Da'Love Woods
- Woods in uniform for BBV Leipzig

Personal information
- Born: September 7, 1982 (age 42) Portland, Oregon
- Nationality: American
- Listed height: 5 ft 5 in (1.65 m)
- Listed weight: 135 lb (61 kg)

Career information
- High school: St. Mary's Academy (Portland, Oregon)
- College: Portland Colorado State
- Playing career: 2007–2009
- Position: Point guard

Career history
- 2007: Esperance Sportive Pully
- 2008: BBV Leipzig
- 2008: Cukierki ODRA Brzeg

Career highlights and awards
- DBBL Guard of the Year (2008); DBBL 1st Team (2008); DBBL All-Imports Team (2008); First Team All-WCC (2002);

= Da'Love Woods =

American basketball player

Da'Love Woods (born September 7, 1982) is an American professional basketball player, in Europe. At 1.65 m (5 ft 5 in) in height, she plays at the point guard position.

==College career==
Born in Portland, Oregon, Woods played college basketball at the University of Portland and Colorado State University. In 2001, as a freshman at the University of Portland, she broke the then West Coast Conference Tournament scoring record with 31 points. As a sophomore, Woods went on to become a 1st-Team all West Coast Conference player in 2002.

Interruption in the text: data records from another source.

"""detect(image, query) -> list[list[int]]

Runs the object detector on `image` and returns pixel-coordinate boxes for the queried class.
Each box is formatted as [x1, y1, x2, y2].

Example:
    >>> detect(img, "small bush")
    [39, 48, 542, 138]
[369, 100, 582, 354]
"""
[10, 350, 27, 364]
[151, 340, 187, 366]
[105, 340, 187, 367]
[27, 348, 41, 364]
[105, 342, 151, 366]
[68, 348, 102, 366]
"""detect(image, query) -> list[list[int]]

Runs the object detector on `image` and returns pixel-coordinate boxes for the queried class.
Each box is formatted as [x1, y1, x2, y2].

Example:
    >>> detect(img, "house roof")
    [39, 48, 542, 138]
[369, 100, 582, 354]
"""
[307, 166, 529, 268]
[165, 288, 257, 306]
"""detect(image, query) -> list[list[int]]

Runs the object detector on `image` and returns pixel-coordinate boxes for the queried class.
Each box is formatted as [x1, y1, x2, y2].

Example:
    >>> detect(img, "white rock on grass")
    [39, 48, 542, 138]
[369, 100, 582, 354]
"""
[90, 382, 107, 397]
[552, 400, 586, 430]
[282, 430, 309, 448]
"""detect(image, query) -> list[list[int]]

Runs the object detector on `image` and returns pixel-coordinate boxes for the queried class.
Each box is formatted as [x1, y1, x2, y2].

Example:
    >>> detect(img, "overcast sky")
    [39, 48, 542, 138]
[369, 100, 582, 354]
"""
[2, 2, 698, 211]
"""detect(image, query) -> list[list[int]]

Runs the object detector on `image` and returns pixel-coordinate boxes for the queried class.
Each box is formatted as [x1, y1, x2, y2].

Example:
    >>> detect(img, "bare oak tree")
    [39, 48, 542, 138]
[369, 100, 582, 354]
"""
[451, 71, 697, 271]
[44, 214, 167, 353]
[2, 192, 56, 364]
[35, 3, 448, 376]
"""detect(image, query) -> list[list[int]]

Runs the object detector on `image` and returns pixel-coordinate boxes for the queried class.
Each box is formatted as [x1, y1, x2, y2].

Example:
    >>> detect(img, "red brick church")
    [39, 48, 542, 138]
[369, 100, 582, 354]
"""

==Professional playing career==
Woods began her European playing career in Switzerland for LNA club Esperance Sportive Pully in 2007. There she averaged 34.8 points per game. In 2004 and 2005 Woods was invited to the training camp of the Colorado Chill of the National Women's Basketball League.

Woods most recently played in Germany's DBBL for BBV Leipzig during the 2007-2008 season. She earned several EuroBasket awards while playing for BBV Leipzig, which included DBBL Guard of the Year. Woods was also awarded 1st Team-DBBL and was a member of the DBBL All-Imports Team. Woods finished the DBBL season as the league leader in points and assist, averaging 20.2 points per game and 6 assist per game.

==Professional career==
Woods is the owner of Deep Three Basketball which holds summer league basketball tournaments in her hometown of Portland, Oregon. Woods also acts as the league director of the Portland Women's Summer League (PWSL), a venture of the Deep Three Basketball company.

==Career statistics==

=== College ===

| Year | Team | GP | GS | MPG | FG% | 3P% | FT% | RPG | APG | SPG | BPG | TO | PPG |
| 2000–01 | Portland | 29 | - | - | 44.8 | 0.0 | 57.7 | 3.9 | 3.8 | 1.6 | 0.0 | - | 9.7 |
| 2001–02 | Portland | 28 | - | - | 40.9 | 29.9 | 65.6 | 3.6 | 4.4 | 2.0 | 0.0 | - | 14.5 |
| Career |  | 57 | - | - | 42.5 | 27.4 | 61.9 | 3.8 | 4.1 | 1.8 | 0.0 | - | 12.0 |
Statistics retrieved from Sports-Reference.